Li-külli şeyin cevherun ve cevheru'l-insâni'l-aklu ve cevheru'l-akli's-sabru. ''Her şeyin bir cevheri vardır.''
Yani aslı, özü içinde. Mesela cevizin cevheri nedir? Yeşil kabuğu değil, onu atacaksın. Ağaç, odun olan sert kabuğu değil, onu da kıracaksın. O üstündeki zarı da değil, onu da çıkarabilirsen tazeyse, suya koy, onu da çıkar. Asıl cevheri, asıl maksat olan cevizin içi. Her şeyin bir aslı, esası, cevheri vardır.
Ve cevheru'l-insâni'l-aklu. ''İnsanın cevheri de aklıdır.''
İnsanın pazusu var, ayağı var, saçı var, bıyığı var, kulağı var. Bunlar kemik, et, kıl filan.
İnsanın aslı ne?
Bunlar kabuk, dış tarafı.
İnsanın asıl özü, cevheri akıldır. Hakikaten öyle değil mi? Bir delinin de pazusu, gücü, kuvveti var. Belki yakışıklı, yüzü çok güzel ama aklı yoksa kıymeti oluyor mu? Deliye kız verirler mi, işe alırlar mı, para verirler mi?
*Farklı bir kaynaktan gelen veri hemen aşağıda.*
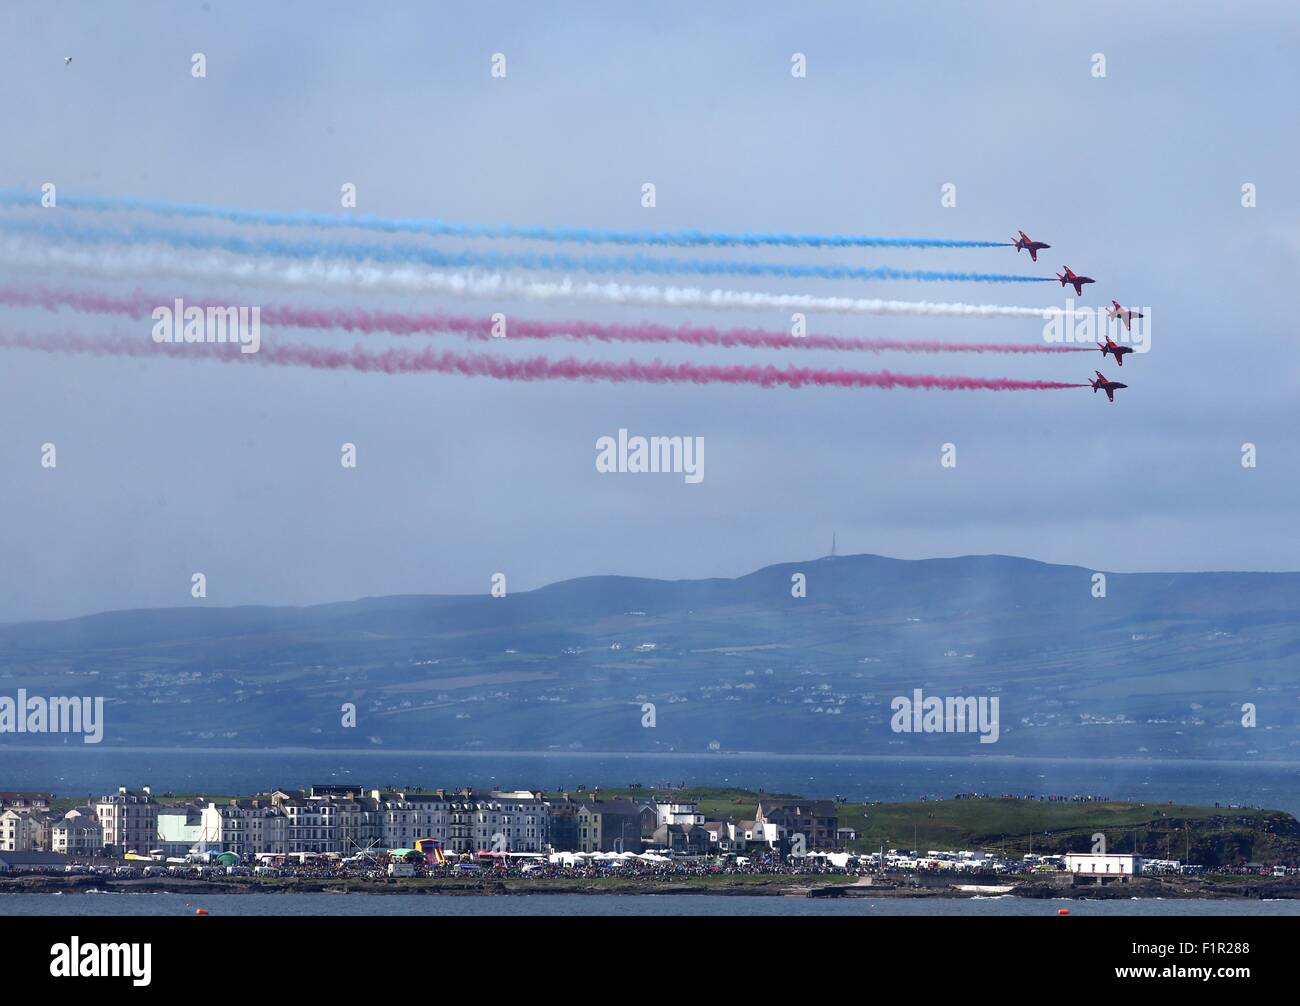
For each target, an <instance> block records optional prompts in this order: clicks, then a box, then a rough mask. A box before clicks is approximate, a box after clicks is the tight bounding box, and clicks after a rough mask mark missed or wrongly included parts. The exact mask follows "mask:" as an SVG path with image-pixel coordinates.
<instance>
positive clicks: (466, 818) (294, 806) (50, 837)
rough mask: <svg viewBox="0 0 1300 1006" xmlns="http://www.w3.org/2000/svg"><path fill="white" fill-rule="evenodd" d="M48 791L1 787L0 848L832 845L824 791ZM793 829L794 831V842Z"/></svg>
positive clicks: (140, 853) (122, 855) (678, 848)
mask: <svg viewBox="0 0 1300 1006" xmlns="http://www.w3.org/2000/svg"><path fill="white" fill-rule="evenodd" d="M51 805H52V799H51V795H49V794H48V793H45V794H40V793H0V851H9V853H23V851H53V853H61V854H65V855H77V857H91V855H109V857H117V858H121V857H125V855H129V854H130V855H139V857H148V855H153V857H161V858H186V857H191V855H207V857H212V855H221V854H233V855H235V857H239V858H240V859H247V858H252V857H259V855H272V857H276V855H287V857H311V855H337V857H343V858H350V857H355V855H363V854H369V853H374V851H383V850H391V849H412V847H415V846H416V844H417V842H420V841H421V840H425V841H432V844H433V845H434V846H437V847H441V849H443V850H445V853H446V854H447V855H476V854H480V853H494V854H500V853H524V854H539V853H547V851H572V853H586V854H599V853H614V854H623V853H633V854H640V853H642V851H650V850H660V851H673V853H681V854H690V855H705V854H720V853H744V851H755V850H758V851H762V853H768V851H776V853H784V851H789V850H790V849H792V847H802V849H805V850H809V851H811V850H832V849H835V847H837V846H836V845H835V842H836V841H837V838H839V834H837V828H836V808H835V805H833V803H831V802H828V801H803V802H789V801H787V802H771V801H764V802H762V803H759V805H758V807H757V810H755V815H754V820H740V821H736V820H725V821H707V823H706V820H705V815H703V814H702V812H701V810H699V806H698V803H695V802H694V801H689V799H677V798H656V797H646V798H641V799H637V798H628V797H617V798H602V797H599V795H597V794H594V793H581V792H580V793H577V794H575V795H571V794H567V793H565V794H563V795H560V797H558V798H554V799H547V797H546V794H543V793H541V792H536V790H528V789H517V790H500V789H491V790H474V789H459V790H443V789H435V790H406V789H363V788H360V786H356V785H337V784H331V785H317V786H311V788H308V789H273V790H270V792H269V793H263V794H259V795H257V797H255V798H252V799H221V801H217V799H201V798H200V799H194V801H190V802H187V803H160V802H159V801H157V798H156V797H155V794H153V792H152V790H151V789H149V786H143V788H140V789H129V788H127V786H120V788H118V789H117V792H116V793H109V794H105V795H103V797H100V798H99V799H98V801H95V802H92V803H90V805H86V806H81V807H74V808H72V810H68V811H66V812H64V814H59V812H55V811H52V810H51ZM800 836H802V841H800Z"/></svg>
Zincire vururlar. İnsanın asıl cevheri aklıdır.
Ve cevherü'l-akli. ''Aklın da özü, esası, temeli yani içi;'' es-Sabru. ''Sabırdır.
'' Sabra ne kadar önem veriyor! Sabırdan yana bir nasibiniz var mı? Sabreder misiniz?
Umumiyetle hepimizin içinde bir sabırsızlık var. Halbuki sabır çok güzel bir sıfat. Sabır olduğu zaman insanın her işi derya gibi gayet güzel olur, her işi halleder ve başarır. Tabi sabrın çeşitleri var.
İyi bir şeye sabreden sonunda ulaşır. Tahsile sabreden diplomayı alır. Ticaretine, işine sabreden kârı kazanır. Bir işi yapmaya başlayan sabrederse o işi bitirir. Cami yapmaya başladın, temeli kazan kubbeyi sonunda örter. Sıvayı yapar, içinde ibadet yapılmasını sağlar. Her şey sabırla oluyor.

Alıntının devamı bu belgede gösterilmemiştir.